Suppose an engineer is considering two compensation packages, each includes 10,000 stock options from Company A and Company B. Companies offer stock options with exercise prices of $0.10 and $1.00, respectively. Which stock option package is more valuable?
Given the very limited information provided to rank-and-file employees, the only reasonable conclusion is that Company B with $1.00 options, offers the substantially better stock option package.
Here’s how this works. The majority of private companies set the option exercise price to the current fair market value of their common stock. The value of an option is dependent on the value of the underlying stock. The simplest, if not the most precise, relationship between the values of the stock and the option is given by so-called Black-Scholes formula.
When the employee receives her $0.10 stock options, she receives the right to purchase Company A common stock, which is currently worth $0.10. A Black-Scholes calculation may produce a stock option value of, say, 30% of the strike price.

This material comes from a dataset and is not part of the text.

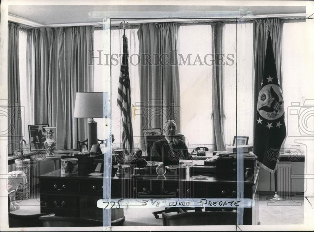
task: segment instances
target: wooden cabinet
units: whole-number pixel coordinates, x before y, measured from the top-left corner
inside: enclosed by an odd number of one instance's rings
[[[97,201],[102,198],[102,178],[62,177],[59,169],[38,178],[41,213],[103,220],[103,209],[97,206]],[[112,221],[123,216],[123,208],[111,210]]]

Thus, the value of Company A’s stock option part of the compensation package is $0.10 x 30% x 10,000 = $300. The same calculation would produce a $3,000 value for Company B’s stock option package.
TRY THIS: Follow this Black-Scholes formula link and run the two calculations:
Calculation A: Set both Stock Price and Exercise Price at $0.10, Time to Maturity at 3 years [this is when you exercise these options], Annual Risk Free Interest Rate at 1.5%, and Annualized Volatility at 100% [this accounts for start-up risk, the more the better]

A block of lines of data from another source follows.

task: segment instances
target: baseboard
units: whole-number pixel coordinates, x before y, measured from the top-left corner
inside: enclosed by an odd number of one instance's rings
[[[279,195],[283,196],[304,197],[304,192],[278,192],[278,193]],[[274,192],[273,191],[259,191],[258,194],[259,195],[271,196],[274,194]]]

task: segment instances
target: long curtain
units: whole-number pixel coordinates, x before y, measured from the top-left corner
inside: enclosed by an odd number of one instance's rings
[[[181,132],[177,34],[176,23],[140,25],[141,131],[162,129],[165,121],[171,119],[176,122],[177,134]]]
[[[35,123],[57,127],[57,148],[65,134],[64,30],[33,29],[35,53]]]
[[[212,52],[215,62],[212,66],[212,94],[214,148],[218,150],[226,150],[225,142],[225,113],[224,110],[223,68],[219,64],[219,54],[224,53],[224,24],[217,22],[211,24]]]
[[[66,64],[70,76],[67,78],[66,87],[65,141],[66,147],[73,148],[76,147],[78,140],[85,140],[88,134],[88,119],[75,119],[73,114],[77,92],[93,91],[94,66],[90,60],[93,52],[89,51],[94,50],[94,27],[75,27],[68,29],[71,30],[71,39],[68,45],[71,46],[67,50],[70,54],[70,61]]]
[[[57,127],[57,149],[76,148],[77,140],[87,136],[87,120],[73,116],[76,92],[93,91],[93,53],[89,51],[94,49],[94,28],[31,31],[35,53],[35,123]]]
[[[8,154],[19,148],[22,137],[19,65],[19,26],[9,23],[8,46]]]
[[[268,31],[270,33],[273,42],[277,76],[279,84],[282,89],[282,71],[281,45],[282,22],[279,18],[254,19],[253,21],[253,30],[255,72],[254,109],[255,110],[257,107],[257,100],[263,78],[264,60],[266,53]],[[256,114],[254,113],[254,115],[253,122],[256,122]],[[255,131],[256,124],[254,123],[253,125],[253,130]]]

Calculation B: Set both Stock Price and Exercise Price at $1.00, Time to Maturity at 3 years, Annual Risk Free Interest Rate at 1.5%, and Annualized Volatility at 50%. Note that lower volatility is only appropriate if Company B is actually bigger. However, Company B shares can be more valuable only because there are fewer of them, in which case Company A offer is irreparably inferior
In reality, valuing stock options of private companies can be very difficult. In addition to estimating basic inputs as outlined above, one has to consider the company’s overall capital structure, the timing of various strategic outcomes, and the ability to sell a private company stock. Use our Term Sheet Calculator for more detailed estimation of stock option values.
The virtues of the low exercise price of the option are frequently misunderstood. Stock option recipients are often too focused on the potential payout as the primary indicator of stock option value (e.g. the $0.10 option will pay $9.90 if the stock is sold for $10). In reality, Company A is 10 times less likely to achieve a $10 valuation.
It is more appropriate to think about relative payout after the share of common stock appreciates a fixed percentage. E.g. 20% growth in the stock price will yield $0.02 and $0.20 profit for Company A and Company B, respectively. While smaller companies can grow faster, the relative starting share price is still the greater contributor to the stock option value.
In summary, automatically attributing greater value to cheap stock options is deeply flawed. Thinking that a $0.10 stock option is more valuable than $1.00 one is somewhat similar to thinking that receiving (not buying) a penny stock is better than receiving a share of Apple Corp.